Além do sofrimento das famílias vítimas do incêndio na boate Kiss, em Santa Maria, elas ainda terão de enfrentar longos processos judiciais. À parte das responsabilidades criminais dos donos do estabelecimento, dos integrantes da banda e de quem mais for apurada, existe a responsabilidade civil. Todos aqueles que, por ação, ou omissão, forem comprovadamente agentes causadores dos prejuízos sofridos pelas vítimas estão obrigados a indenizar. Evidente que a empresa, seus sócios e a banda de música têm responsabilidade civil sobre o fato. Entendo que o Estado também é responsável e deveria integrar o polo passivo das ações judiciais que serão promovidas pelas vítimas que sobreviveram e pelos familiares daqueles que morreram.
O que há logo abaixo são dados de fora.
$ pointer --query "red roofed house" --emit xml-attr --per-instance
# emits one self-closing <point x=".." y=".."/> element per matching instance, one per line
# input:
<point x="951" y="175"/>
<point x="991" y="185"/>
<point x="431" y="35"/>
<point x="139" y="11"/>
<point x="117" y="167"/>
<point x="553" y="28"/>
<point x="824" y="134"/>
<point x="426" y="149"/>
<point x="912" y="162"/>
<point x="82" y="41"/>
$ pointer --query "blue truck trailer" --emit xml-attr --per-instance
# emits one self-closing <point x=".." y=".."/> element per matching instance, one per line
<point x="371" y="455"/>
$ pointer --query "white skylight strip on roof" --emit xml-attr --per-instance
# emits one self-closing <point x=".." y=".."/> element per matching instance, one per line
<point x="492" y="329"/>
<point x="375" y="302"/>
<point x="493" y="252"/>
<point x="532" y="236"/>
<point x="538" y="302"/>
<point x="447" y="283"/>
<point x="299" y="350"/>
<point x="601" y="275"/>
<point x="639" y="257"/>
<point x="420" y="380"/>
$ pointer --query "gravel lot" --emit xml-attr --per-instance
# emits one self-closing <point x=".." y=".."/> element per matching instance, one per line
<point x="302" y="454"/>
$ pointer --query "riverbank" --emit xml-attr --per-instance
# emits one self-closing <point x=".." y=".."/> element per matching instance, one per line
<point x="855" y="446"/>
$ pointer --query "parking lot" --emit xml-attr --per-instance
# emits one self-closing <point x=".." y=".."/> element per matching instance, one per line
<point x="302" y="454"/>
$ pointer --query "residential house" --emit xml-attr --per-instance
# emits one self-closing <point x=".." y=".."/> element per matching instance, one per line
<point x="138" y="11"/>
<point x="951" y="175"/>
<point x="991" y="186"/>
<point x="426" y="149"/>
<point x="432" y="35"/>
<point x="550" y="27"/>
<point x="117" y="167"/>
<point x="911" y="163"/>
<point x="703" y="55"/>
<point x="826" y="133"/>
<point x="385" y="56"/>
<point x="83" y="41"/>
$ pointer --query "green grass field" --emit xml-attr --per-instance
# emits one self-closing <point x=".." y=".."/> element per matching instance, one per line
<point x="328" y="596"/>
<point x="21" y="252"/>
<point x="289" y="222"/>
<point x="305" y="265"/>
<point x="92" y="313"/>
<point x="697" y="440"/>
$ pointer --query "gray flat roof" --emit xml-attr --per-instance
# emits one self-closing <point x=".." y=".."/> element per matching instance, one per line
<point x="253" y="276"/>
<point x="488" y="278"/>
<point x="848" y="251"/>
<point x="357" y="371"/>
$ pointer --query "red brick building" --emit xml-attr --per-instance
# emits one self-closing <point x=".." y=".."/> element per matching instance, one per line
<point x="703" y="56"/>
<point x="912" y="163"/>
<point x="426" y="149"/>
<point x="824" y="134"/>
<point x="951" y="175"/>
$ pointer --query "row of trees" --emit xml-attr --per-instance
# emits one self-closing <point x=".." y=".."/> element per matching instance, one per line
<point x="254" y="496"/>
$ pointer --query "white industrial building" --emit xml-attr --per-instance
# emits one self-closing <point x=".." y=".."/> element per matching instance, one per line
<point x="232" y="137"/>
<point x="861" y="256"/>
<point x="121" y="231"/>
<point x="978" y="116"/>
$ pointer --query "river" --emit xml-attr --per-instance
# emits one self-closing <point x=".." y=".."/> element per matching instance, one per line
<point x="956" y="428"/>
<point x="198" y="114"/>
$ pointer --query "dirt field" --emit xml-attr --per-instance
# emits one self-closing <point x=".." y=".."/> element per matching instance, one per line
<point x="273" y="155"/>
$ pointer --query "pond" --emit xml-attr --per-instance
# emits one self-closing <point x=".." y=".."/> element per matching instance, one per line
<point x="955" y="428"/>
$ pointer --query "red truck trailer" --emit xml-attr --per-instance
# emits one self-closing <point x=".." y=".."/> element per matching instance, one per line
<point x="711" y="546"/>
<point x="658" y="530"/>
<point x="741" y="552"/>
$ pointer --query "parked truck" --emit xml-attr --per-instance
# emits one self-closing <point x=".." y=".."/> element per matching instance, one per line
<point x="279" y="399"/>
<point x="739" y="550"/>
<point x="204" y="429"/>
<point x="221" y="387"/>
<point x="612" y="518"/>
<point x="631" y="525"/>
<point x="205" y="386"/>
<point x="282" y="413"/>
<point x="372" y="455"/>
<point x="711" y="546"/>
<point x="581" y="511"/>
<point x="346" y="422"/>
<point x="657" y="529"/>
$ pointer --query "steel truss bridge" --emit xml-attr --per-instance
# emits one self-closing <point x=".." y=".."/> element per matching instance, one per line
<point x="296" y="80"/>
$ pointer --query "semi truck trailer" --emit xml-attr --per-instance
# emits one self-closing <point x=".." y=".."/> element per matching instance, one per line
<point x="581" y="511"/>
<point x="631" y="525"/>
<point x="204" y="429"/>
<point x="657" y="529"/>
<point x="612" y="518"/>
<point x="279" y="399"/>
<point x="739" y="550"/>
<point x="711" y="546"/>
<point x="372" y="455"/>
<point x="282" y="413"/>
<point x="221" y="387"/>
A Prefeitura de Santa Maria e o Estado do Rio Grande do Sul foram ineptos, omissos e falharam no seu dever de fiscalizar, ao permitir que essa boate Kiss funcionasse normalmente sem condições mínimas de segurança. Daí a responsabilidade civil de ambos. Essa falha brutal dos entes estatais leva a uma reflexão. Sabemos que o Estado no Brasil, em regra, é ineficiente. Não cumpre minimamente com seus deveres. A falta de fiscalização de estabelecimentos é apenas mais uma área de atuação em que o aparato estatal é péssima. Os processos de fiscalização de estabelecimentos são ineficientes e, às vezes, corruptos. Isso expõe a sociedade a riscos que poderiam ser evitados.

Fala-se muito nos dias de hoje em Parcerias Público Privadas para construção de estradas, aeroportos, portos, hospitais, presídios, escolas etc. Por que não terceirizar ao setor privado também o dever de fiscalizar? Foi o que comentou comigo ontem meu amigo advogado e professor da Fundação Getúlio Vargas, Alexandre Motonaga. O poder público estabelece as leis e regras de segurança a serem observadas pelos estabelecimentos. E contrata, por licitação pública, empresas privadas da área de segurança e gerenciamento de riscos para fiscalizar. No caso de falha, omissão, essas empresas privadas também teriam responsabilidade civil e patrimônio para indenizar aqueles que sofressem prejuízos. Seriam escolhidas para fiscalizar empresas com capacitação técnica e patrimônio comprovados.

Acho que essa medida tornaria a fiscalização mais efetiva, eficaz e com menos corrupção.